# quadrant scores



## Libbydude (Jun 13, 2011)

I read a lot of stuff about different roms. It seems that at the end of the day the speed and battery life are people's main concern. And there is always someone throwing around a quadrant score.

I have observed that the only difference in performance between cm7 or cm based roms and run of the mill gb roms (as scored by quadrant) is the lack of lag in the database writes.

So is it really a good comparison or "apples and oranges"? 
I already lean towards the latter but am interested in what you all have to say.


----------



## SyNiK4L (Jun 7, 2011)

hmm well..i was on liberty for awhile never ran a quadrant. and then moved to cm7. and also have never run a quadrant....while i can seriously say that cm7 is faster for me. battery life is deff worse on cm7 than it is on liberty. so if u need battery life go liberty and if u need speed go cm7...i honestly always have a charger around me so i dont need to worry about the battery issue. but others will tell u differently.


----------



## Libbydude (Jun 13, 2011)

"SyNiK4L said:


> hmm well..i was on liberty for awhile never ran a quadrant. and then moved to cm7. and also have never run a quadrant....while i can seriously say that cm7 is faster for me. battery life is deff worse on cm7 than it is on liberty. so if u need battery life go liberty and if u need speed go cm7...i honestly always have a charger around me so i dont need to worry about the battery issue. but others will tell u differently.

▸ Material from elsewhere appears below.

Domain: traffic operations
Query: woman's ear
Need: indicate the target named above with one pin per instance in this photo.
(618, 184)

I love to cruise the forums and read about everybody telling each other differently. Lol


----------



## Jmoney4769 (Jun 7, 2011)

Quadrant scores mean absolutely nothing. I can get over 3000 with my Droid X. They are only a form of benchmarking. Use what you like. Don't worry about a number associated with it.


----------



## PatHoge (Jun 7, 2011)

"Jmoney4769 said:


> Quadrant scores mean absolutely nothing. I can get over 3000 with my Droid X. They are only a form of benchmarking. Use what you like. Don't worry about a number associated with it.


+1

Sent from my DROIDX using RootzWiki Forums


----------



## razorloves (Jun 7, 2011)

Jmoney4769 said:


> Quadrant scores mean absolutely nothing. I can get over 3000 with my Droid X. They are only a form of benchmarking. Use what you like. Don't worry about a number associated with it.


+2
preach.
lol


----------



## SyNiK4L (Jun 7, 2011)

razorloves said:


> +2
> preach.
> lol


ill keep it going +3


----------



## VoidedSaint (Jul 11, 2011)

if you are on apex you can use the terminal emulator to spoof the quadrant score with the code power overwhelming in terminal emulator


----------



## VoidedSaint (Jul 11, 2011)

SyNiK4L said:


> ill keep it going +3


keeping it going more +4


----------



## Libbydude (Jun 13, 2011)

"VoidedSaint said:


> if you are on apex you can use the terminal emulator to spoof the quadrant score with the code power overwhelming in terminal emulator


Eh, that just reduces the db read/write time as far as I can tell.


----------



## PatHoge (Jun 7, 2011)

But, it serves as proof that Quadrant is unreliable and can easily be "fooled" by cheats and such.
On a side note, VoidedSaint, good to see you over here! Welcome. I recognize you from AndroidForums.com


----------



## BrutalSauce (Jun 7, 2011)

+165496874321685984996549654


----------